The couple’s continuing love affair would be played out against the backdrop of civil war in which Lucy’s Parliamentarian husband played a prominent part. John was Governor of Nottingham Castle 1643-47 and in 1649 was one of the judges at the trial of Charles I. His signature appears on the King’s death warrant.
In 1663 John was arrested on suspicion of being involved in the Northern Plot and was imprisoned in the Tower. The following year he was transferred to Sandown Castle in Kent where he died four months later.

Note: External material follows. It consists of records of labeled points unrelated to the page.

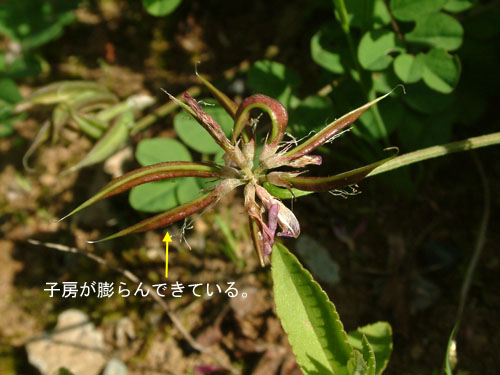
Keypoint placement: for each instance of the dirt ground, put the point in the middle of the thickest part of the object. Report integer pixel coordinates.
(401, 257)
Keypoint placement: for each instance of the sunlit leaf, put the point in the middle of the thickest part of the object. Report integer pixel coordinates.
(310, 320)
(409, 68)
(410, 10)
(379, 336)
(376, 47)
(160, 8)
(441, 71)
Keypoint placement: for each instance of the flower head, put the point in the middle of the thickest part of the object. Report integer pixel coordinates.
(266, 212)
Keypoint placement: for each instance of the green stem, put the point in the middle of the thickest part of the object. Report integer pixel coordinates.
(160, 112)
(436, 151)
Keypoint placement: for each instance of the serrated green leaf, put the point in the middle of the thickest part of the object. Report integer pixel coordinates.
(441, 70)
(273, 79)
(437, 30)
(409, 68)
(357, 365)
(160, 8)
(375, 48)
(159, 150)
(410, 10)
(310, 320)
(457, 6)
(193, 134)
(379, 336)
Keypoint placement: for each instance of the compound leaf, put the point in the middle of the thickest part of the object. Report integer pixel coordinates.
(437, 30)
(160, 8)
(410, 10)
(375, 48)
(441, 71)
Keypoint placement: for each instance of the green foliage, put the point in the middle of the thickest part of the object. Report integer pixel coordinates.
(437, 30)
(9, 96)
(379, 336)
(160, 8)
(314, 329)
(89, 106)
(33, 23)
(29, 24)
(162, 195)
(411, 10)
(364, 54)
(376, 48)
(273, 79)
(63, 371)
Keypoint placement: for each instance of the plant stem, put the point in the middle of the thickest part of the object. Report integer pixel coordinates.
(369, 94)
(436, 151)
(162, 111)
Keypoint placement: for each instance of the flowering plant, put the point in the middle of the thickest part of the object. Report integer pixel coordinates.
(263, 181)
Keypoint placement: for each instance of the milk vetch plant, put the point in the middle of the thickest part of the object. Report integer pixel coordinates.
(262, 181)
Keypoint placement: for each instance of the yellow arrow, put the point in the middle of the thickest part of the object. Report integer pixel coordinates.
(166, 239)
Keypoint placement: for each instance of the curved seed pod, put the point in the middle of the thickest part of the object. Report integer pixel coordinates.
(328, 132)
(333, 182)
(258, 242)
(83, 103)
(111, 141)
(41, 137)
(230, 106)
(275, 110)
(97, 100)
(212, 127)
(156, 172)
(284, 193)
(58, 92)
(168, 217)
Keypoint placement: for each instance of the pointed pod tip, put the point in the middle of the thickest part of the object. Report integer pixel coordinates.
(167, 238)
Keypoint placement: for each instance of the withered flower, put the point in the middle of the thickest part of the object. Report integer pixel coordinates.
(265, 210)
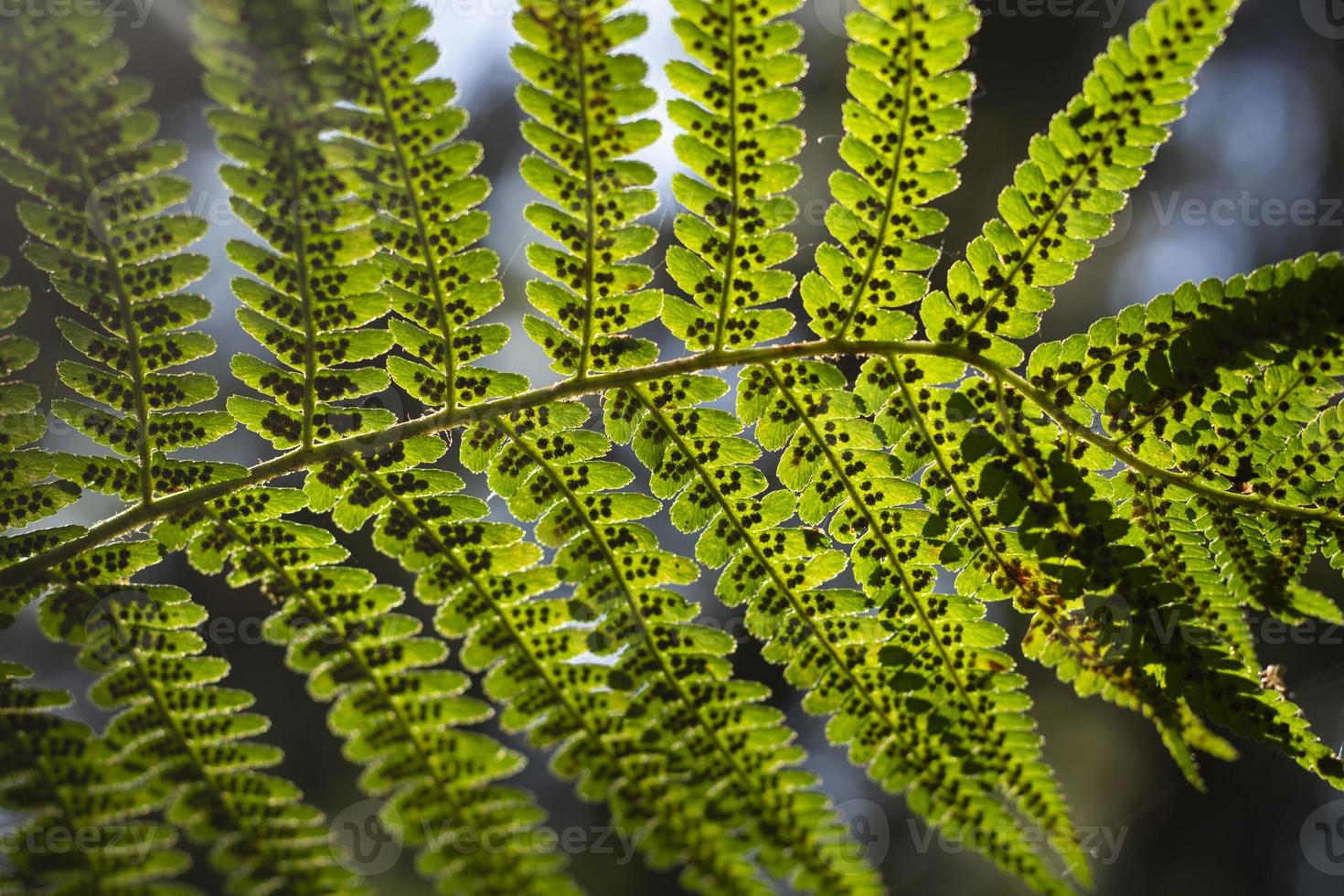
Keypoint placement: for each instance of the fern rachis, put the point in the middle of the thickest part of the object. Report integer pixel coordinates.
(1179, 458)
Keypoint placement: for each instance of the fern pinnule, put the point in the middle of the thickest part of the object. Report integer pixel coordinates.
(902, 123)
(580, 97)
(311, 295)
(1066, 195)
(832, 457)
(420, 177)
(26, 492)
(995, 561)
(66, 784)
(1064, 517)
(400, 713)
(707, 729)
(73, 136)
(834, 647)
(737, 140)
(195, 738)
(1217, 380)
(491, 590)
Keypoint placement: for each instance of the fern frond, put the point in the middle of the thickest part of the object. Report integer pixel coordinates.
(73, 586)
(314, 293)
(73, 136)
(195, 738)
(1067, 517)
(995, 561)
(707, 730)
(902, 123)
(737, 140)
(580, 97)
(844, 657)
(398, 712)
(418, 176)
(489, 587)
(82, 827)
(1217, 382)
(832, 458)
(1075, 180)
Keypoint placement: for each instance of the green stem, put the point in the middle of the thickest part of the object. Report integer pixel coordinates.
(302, 458)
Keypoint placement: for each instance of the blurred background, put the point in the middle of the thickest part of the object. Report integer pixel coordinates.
(1255, 174)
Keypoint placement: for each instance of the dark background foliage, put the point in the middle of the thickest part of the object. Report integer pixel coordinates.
(1265, 133)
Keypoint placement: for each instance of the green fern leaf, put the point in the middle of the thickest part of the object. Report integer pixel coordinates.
(26, 492)
(70, 790)
(737, 140)
(489, 587)
(398, 712)
(848, 661)
(1074, 185)
(686, 706)
(194, 735)
(580, 97)
(316, 289)
(74, 139)
(902, 125)
(420, 179)
(832, 458)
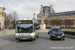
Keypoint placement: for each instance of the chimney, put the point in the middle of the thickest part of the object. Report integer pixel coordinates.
(51, 9)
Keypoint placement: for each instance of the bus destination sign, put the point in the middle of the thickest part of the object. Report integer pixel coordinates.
(21, 22)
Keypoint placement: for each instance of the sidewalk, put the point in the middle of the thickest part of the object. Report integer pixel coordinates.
(70, 36)
(6, 32)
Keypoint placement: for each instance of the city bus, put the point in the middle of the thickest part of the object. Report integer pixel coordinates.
(26, 29)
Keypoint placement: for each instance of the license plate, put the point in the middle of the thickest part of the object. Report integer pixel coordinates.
(58, 36)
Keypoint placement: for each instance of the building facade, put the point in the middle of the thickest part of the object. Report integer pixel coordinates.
(52, 19)
(2, 15)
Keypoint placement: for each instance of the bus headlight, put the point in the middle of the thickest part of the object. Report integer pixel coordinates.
(17, 34)
(62, 34)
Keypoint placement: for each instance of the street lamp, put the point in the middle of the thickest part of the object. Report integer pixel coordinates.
(34, 16)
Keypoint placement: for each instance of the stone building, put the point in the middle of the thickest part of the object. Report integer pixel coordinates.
(2, 14)
(51, 19)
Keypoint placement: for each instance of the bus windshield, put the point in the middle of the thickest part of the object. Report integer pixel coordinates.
(57, 30)
(25, 28)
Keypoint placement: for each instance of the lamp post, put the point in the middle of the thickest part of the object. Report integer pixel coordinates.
(34, 16)
(3, 20)
(64, 22)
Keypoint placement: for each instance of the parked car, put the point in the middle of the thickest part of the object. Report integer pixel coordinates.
(56, 33)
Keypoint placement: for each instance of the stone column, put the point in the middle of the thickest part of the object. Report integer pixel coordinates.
(42, 25)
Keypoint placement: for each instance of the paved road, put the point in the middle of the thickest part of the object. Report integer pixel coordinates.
(41, 43)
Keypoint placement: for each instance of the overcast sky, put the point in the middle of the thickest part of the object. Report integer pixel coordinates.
(26, 8)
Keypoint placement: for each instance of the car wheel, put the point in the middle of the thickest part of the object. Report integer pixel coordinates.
(51, 38)
(63, 39)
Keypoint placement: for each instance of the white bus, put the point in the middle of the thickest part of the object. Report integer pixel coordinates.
(26, 29)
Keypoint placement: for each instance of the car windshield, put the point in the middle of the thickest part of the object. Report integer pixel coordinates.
(25, 28)
(57, 30)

Lucy’s account of her husband’s life has been criticised for her exaggerations of his virtues. She would continue to protest his courage and his innocence. The inscription she had carved on his memorial at St Margaret’s Church, Owthorpe reads:
‘He died at Sandowne Castle in Kent, after 11 months harsh and strict imprisonment, – without crime or accusation, – upon the 11th day of Sept 1664, in the 49th yeare of his age, full of joy, in assured hope of a glorious resurrection.’
It is believed that Lucy began her account of her husband’s life for her children soon after his death.
Their love affair transcended death as Lucy wrote:
‘Soe, as his shaddow, she waited on him every where, till he was taken into that region of light which admitts of none, and then she vanisht into nothing.’